A British investment bank boss has been killed while repairing his home in the Bahamas as Hurricane Sandy swept through the Caribbean.
Timothy Fraser-Smith, a chief executive of Deltec Bank & Trust since 2000, fell from the roof of his home in wealthy Lyford Cay late on Thursday while trying to repair a window shutter, police said. Mr Fraser-Smith's death was one of 43 across the Caribbean.
The 66-year-old joined Deltec in June 2000 as chief executive, the company's website said.
He had joined Grindlays Bank, London in 1972 and since worked in a variety of corporate banking functions across the world, including Lebanon, Pakistan, Greece, New York and Hong Kong.
In 1984 ANZ acquired Grindlays and Mr Fraser-Smith moved to Switzerland to head private banking activity there, before further stints in London and again in Switzerland.

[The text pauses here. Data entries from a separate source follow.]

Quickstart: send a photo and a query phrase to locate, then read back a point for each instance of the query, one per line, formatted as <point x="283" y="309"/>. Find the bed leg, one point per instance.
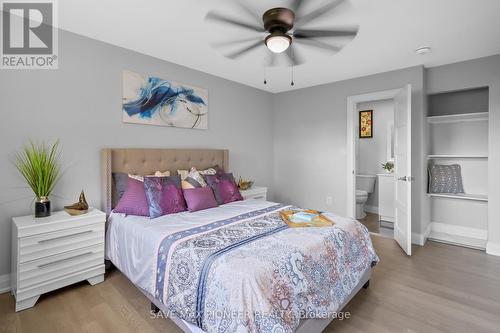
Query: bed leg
<point x="154" y="308"/>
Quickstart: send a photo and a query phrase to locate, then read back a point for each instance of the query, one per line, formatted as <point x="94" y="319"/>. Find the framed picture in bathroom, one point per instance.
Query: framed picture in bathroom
<point x="366" y="124"/>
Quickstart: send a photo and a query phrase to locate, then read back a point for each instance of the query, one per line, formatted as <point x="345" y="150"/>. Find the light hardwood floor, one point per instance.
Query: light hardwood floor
<point x="441" y="288"/>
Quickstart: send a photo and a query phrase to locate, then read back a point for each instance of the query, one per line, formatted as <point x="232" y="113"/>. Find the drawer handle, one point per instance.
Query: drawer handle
<point x="65" y="259"/>
<point x="63" y="237"/>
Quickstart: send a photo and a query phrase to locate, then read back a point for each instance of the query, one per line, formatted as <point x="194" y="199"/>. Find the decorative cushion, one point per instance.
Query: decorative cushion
<point x="199" y="198"/>
<point x="164" y="195"/>
<point x="224" y="187"/>
<point x="157" y="174"/>
<point x="210" y="171"/>
<point x="121" y="180"/>
<point x="194" y="179"/>
<point x="133" y="201"/>
<point x="446" y="179"/>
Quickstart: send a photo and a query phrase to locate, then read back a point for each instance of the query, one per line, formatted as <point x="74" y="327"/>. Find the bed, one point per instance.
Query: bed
<point x="236" y="267"/>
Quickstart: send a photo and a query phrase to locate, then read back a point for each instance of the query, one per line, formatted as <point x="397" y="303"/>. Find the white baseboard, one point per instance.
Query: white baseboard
<point x="493" y="248"/>
<point x="420" y="239"/>
<point x="458" y="235"/>
<point x="371" y="209"/>
<point x="4" y="283"/>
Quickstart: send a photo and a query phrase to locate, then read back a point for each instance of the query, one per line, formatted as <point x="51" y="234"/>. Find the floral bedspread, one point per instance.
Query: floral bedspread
<point x="251" y="273"/>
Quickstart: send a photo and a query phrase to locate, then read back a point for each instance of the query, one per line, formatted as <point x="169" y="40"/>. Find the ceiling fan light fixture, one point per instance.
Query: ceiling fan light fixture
<point x="278" y="42"/>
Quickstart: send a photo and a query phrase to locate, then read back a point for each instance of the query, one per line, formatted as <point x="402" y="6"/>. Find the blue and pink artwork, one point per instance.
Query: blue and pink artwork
<point x="150" y="100"/>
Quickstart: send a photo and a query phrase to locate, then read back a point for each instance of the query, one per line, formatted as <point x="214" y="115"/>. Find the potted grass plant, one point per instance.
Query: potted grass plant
<point x="40" y="167"/>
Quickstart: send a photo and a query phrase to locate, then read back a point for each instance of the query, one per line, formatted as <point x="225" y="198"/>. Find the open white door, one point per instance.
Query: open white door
<point x="402" y="166"/>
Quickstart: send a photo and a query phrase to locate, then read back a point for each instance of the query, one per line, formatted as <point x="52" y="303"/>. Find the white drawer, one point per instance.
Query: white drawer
<point x="52" y="243"/>
<point x="49" y="268"/>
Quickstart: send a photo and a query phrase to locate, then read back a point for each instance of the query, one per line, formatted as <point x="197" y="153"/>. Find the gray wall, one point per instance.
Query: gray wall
<point x="310" y="142"/>
<point x="470" y="74"/>
<point x="80" y="103"/>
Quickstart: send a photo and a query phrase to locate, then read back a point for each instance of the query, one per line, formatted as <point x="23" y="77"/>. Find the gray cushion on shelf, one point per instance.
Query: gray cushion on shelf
<point x="445" y="179"/>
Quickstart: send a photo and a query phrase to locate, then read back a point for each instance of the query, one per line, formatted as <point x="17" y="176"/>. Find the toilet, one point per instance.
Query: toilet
<point x="365" y="185"/>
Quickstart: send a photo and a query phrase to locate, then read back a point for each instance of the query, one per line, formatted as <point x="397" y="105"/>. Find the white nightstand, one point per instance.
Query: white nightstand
<point x="52" y="252"/>
<point x="255" y="192"/>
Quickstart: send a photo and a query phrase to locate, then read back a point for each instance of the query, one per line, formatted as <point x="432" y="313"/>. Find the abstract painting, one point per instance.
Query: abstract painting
<point x="150" y="100"/>
<point x="366" y="124"/>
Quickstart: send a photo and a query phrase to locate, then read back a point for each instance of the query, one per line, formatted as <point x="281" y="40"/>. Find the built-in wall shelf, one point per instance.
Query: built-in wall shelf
<point x="456" y="118"/>
<point x="460" y="196"/>
<point x="456" y="156"/>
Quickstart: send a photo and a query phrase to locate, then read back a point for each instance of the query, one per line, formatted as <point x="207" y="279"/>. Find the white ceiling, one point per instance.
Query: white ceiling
<point x="389" y="32"/>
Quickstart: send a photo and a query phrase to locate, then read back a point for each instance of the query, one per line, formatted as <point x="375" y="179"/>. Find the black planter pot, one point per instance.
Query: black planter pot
<point x="42" y="207"/>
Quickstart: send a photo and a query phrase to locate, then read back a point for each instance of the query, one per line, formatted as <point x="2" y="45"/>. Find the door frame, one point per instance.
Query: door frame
<point x="352" y="110"/>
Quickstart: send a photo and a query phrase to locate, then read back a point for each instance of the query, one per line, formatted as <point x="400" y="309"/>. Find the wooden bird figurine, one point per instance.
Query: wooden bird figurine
<point x="78" y="208"/>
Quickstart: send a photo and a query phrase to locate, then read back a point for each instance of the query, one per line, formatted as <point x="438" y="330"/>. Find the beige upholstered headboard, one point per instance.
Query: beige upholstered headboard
<point x="146" y="161"/>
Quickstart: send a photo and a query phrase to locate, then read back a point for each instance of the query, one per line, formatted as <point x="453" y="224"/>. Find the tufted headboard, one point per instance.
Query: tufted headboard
<point x="147" y="161"/>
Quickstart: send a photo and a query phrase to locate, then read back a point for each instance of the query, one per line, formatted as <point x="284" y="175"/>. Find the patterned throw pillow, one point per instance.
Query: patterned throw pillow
<point x="210" y="171"/>
<point x="133" y="201"/>
<point x="193" y="179"/>
<point x="121" y="180"/>
<point x="224" y="187"/>
<point x="199" y="198"/>
<point x="164" y="195"/>
<point x="445" y="179"/>
<point x="157" y="174"/>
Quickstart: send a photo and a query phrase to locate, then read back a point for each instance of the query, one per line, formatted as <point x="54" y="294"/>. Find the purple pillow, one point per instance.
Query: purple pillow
<point x="224" y="187"/>
<point x="199" y="198"/>
<point x="164" y="195"/>
<point x="133" y="201"/>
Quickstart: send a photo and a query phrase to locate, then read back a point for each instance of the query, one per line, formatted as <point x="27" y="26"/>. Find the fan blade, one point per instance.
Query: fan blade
<point x="294" y="56"/>
<point x="318" y="44"/>
<point x="239" y="53"/>
<point x="234" y="42"/>
<point x="296" y="5"/>
<point x="219" y="18"/>
<point x="302" y="20"/>
<point x="256" y="17"/>
<point x="324" y="33"/>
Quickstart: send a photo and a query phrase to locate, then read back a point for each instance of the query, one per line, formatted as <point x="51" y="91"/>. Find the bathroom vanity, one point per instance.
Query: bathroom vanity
<point x="386" y="207"/>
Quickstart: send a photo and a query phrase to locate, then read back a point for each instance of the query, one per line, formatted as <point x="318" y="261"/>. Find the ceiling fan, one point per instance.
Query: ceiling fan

Deltec said he studied law at the University of Edinburgh before gaining an MBA from Cranfield Business School.
A spokeswoman for the Foreign Office said: "We can confirm the death of a British national in the Bahamas on October 25."
Hurricane Sandy was briefly downgraded to a Tropical Storm by the US's National Hurricane Center before being upgrading to hurricane status once more.
The organisation said on its website, "Air force aircraft finds hurricane-force winds again".
Hurricane Sandy has spun away from the Bahamas, churning north-northeastward towards the US east coast, where it threatens to join with winter weather fronts to create a "superstorm".
It toppled lampposts, flooded roads and tore off tree branches as it spun through Cat Island and Eleuthera in the scattered Bahamas archipelago.
The death toll rose again in impoverished Haiti, reaching 26 yesterday as word of disasters reached officials and rain continued to fall. With the storm projected to hit the US Atlantic Coast early on Tuesday, the US National Oceanic and Atmospheric Administration warned it could merge with two other systems to become a hybrid, monster storm dubbed "Frankenstorm".